Met
betrekking tot de aanwezigheid van tuberculose, bevatten colloïden opmerkelijke
antigeenstoffen als ze worden gecombineerd met het bloed van de patiënt. Ze tonen aan dat tuberculose vandaag de dag
nog steeds voorkomt. Bij bijna alle patiënten die behandeld zijn geweest
met colloïdale middelen, treft men nog steeds de mycobacterium tuberculose
aan, met name de bovinus. Dit duidt erop, dat veel mensen nog steeds lijden aan
tuberculose met een mogelijk verband tussen de consumptie van grote
hoeveelheden koemelk en de frequentie van het ‘lekkende darm’–syndroom. Deze patiënten
zijn de dragers van de ‘mycobacterium tuberculose bovinus’-antilichamen. Zij
reageren met de primaire antigeenstoffen van de melk, wat leidt tot irritatie
en ontsteking van het darmslijmvlies en het ‘leaky gut’-syndroom tot gevolg
heeft. Ruim 80% van onze voeding bevat een bepaalde hoeveelheid koemelk.
Moderne artsen zijn jammer genoeg niet op de hoogte van dr. Spenglers ideeën.
Het
antigeeneffect wordt door het lichaam als een infectie beschouwd en daardoor
begint het lichaam antilichamen te vormen. Er ontstaat een actieve
immunisering. Door het inwrijven van de lysinestof gaan aanwezige micro-organismen
in ontbinding. (passieve immunisering). De antitoxinen neutraliseren de giffen,
die zich in het bloed bevinden. Dit is een kwestie van ontgiften en het geeft
een bloedreinigend effect. Men kan dit ook beschouwen als een passieve
immunisering. Proefondervindelijk is bewezen, dat colloïden een optimale
werking hebben met de homeopathische verdunning in D9.
Veel
onderzoekers hebben experimenten gedaan die duidelijk en onomstotelijk
aantonen, dat de colloïdentherapie werkt. Zo is dit ook met andere
homeopathische middelen het geval. Het is verder niet nodig nog meer wetenschappelijke uitleg te geven.

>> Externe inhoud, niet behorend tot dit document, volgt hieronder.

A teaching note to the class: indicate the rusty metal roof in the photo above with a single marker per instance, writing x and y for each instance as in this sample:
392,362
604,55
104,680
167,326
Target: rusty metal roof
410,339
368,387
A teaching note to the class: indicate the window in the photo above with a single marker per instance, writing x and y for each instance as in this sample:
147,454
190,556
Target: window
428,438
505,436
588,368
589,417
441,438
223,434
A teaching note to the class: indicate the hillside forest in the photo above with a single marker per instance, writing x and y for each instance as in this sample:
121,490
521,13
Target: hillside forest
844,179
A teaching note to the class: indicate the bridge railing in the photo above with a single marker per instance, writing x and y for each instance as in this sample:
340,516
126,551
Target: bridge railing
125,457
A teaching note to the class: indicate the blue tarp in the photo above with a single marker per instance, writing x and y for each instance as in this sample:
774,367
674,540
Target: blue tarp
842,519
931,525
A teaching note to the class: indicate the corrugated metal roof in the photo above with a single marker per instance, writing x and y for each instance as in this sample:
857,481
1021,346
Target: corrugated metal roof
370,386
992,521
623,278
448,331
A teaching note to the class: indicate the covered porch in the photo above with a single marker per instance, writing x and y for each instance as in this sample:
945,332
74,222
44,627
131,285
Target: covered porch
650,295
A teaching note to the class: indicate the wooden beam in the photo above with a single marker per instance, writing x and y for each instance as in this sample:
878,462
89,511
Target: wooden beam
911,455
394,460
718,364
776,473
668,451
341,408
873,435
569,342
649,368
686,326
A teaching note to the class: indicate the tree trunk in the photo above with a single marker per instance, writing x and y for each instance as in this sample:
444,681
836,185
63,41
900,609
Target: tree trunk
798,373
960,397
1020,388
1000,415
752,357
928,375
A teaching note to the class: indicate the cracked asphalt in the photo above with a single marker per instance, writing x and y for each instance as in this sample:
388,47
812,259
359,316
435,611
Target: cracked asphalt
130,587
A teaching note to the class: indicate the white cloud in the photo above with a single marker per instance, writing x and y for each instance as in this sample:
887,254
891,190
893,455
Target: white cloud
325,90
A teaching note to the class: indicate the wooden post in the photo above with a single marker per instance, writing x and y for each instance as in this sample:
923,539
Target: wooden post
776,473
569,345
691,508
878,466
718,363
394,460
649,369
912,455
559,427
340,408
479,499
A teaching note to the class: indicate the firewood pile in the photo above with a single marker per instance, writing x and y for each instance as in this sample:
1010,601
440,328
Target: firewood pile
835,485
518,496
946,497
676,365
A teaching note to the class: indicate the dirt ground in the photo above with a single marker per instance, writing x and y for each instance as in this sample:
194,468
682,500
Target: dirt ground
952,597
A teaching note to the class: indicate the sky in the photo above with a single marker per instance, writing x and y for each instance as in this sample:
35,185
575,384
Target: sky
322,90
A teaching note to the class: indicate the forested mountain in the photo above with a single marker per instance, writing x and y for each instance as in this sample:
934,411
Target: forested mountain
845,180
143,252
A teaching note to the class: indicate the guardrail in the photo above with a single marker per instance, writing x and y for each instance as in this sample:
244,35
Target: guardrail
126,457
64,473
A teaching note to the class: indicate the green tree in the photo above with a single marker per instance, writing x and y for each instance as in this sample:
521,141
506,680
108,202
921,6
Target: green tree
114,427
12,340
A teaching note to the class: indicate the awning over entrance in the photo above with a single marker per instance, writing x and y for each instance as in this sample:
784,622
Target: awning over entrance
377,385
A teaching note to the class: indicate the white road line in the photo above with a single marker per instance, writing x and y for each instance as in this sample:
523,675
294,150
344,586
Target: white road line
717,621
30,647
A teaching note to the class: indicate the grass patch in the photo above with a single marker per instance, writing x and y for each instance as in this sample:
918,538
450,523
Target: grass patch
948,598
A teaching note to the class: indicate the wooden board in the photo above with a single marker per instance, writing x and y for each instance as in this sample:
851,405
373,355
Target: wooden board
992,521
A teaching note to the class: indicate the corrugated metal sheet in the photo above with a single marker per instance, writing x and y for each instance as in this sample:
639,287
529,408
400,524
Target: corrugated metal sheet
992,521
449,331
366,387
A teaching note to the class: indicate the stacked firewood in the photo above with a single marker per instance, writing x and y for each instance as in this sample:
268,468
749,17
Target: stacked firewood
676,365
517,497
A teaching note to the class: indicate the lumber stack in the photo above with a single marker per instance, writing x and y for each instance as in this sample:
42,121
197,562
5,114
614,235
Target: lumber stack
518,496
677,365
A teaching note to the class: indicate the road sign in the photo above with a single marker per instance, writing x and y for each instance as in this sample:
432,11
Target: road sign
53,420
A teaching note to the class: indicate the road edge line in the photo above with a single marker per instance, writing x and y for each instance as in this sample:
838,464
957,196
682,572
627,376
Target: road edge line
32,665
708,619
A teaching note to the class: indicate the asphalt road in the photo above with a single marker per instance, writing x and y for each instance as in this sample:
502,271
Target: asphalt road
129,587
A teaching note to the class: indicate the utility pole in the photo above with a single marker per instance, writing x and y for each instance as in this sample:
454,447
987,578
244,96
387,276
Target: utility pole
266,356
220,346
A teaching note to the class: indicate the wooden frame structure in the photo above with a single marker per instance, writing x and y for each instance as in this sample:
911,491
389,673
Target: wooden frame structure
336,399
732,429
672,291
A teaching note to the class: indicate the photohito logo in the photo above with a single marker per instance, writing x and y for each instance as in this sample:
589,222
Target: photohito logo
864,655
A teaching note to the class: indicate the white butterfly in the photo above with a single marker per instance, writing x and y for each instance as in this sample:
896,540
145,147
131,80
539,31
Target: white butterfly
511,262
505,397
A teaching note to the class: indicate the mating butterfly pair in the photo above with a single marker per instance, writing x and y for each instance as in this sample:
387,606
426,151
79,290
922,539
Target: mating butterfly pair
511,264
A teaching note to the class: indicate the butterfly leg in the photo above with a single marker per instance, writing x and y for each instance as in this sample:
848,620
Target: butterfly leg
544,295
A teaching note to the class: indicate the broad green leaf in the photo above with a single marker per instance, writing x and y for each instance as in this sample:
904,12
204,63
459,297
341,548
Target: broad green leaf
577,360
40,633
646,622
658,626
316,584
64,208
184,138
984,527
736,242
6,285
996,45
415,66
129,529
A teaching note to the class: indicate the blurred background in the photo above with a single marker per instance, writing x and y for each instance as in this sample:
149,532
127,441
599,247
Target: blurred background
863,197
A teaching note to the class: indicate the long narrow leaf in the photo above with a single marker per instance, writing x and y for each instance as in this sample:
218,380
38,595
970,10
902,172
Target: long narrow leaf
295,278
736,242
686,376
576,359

Het
bovenstaande en het volgende bewijzen voldoende in laboratoriumonderzoek.
Degenen die met deze antigeen productstoffen werken, zullen bovendien snel
empirisch bewijs zien in de vorm van de uitzonderlijke resultaten. Praktisch
gesproken kunnen alle chronische kwalen met colloïden behandeld worden. Volgens
eigen ervaring geeft de therapie positieve resultaten van alle behandelde
gevallen (75%). Dit is niet verwonderlijk als men bedenkt dat colloïden
genezende krachten in het zieke lichaam in hoge mate activeren om genezing
mogelijk te maken. De therapie is eenvoudig uit te voeren. De bloedtest werkt met een druppel bloed en een paar druppels specifiek
gekozen colloïdenserum. Ze worden met elkaar vermengd. Zo worden de
antilichamen in de druppels bloed zichtbaar geactiveerd. Als de bloedcellen
gaan klonteren is dit geen goed teken. Het resultaat kan met het blote oog
(of met een loep) al worden waargenomen. De bloedtest wordt gebruikt om vast te
stellen, met welk colloïdproduct de patiënt behandeld moet worden. Ook is in de
donkerveldmicroscopie het een en ander wonderbaarlijk vastgesteld, namelijk
dat na enkele keren met inwrijven van colloïden, al na tien minuten positieve
veranderingen waren te zien in de structuur van de bloedcellen. Bij patiënten
kan men een aanmerkelijke verbetering constateren van het gehele bloedbeeld en
normalisering van hun bloedcellenstructuur. Regelmatig wordt er in Duitsland
(elk jaar) een Spenglersancongres gehouden, waar onderzoekers en behandelaars
hun resultaten en ervaringen bekendmaken en uitwisselen.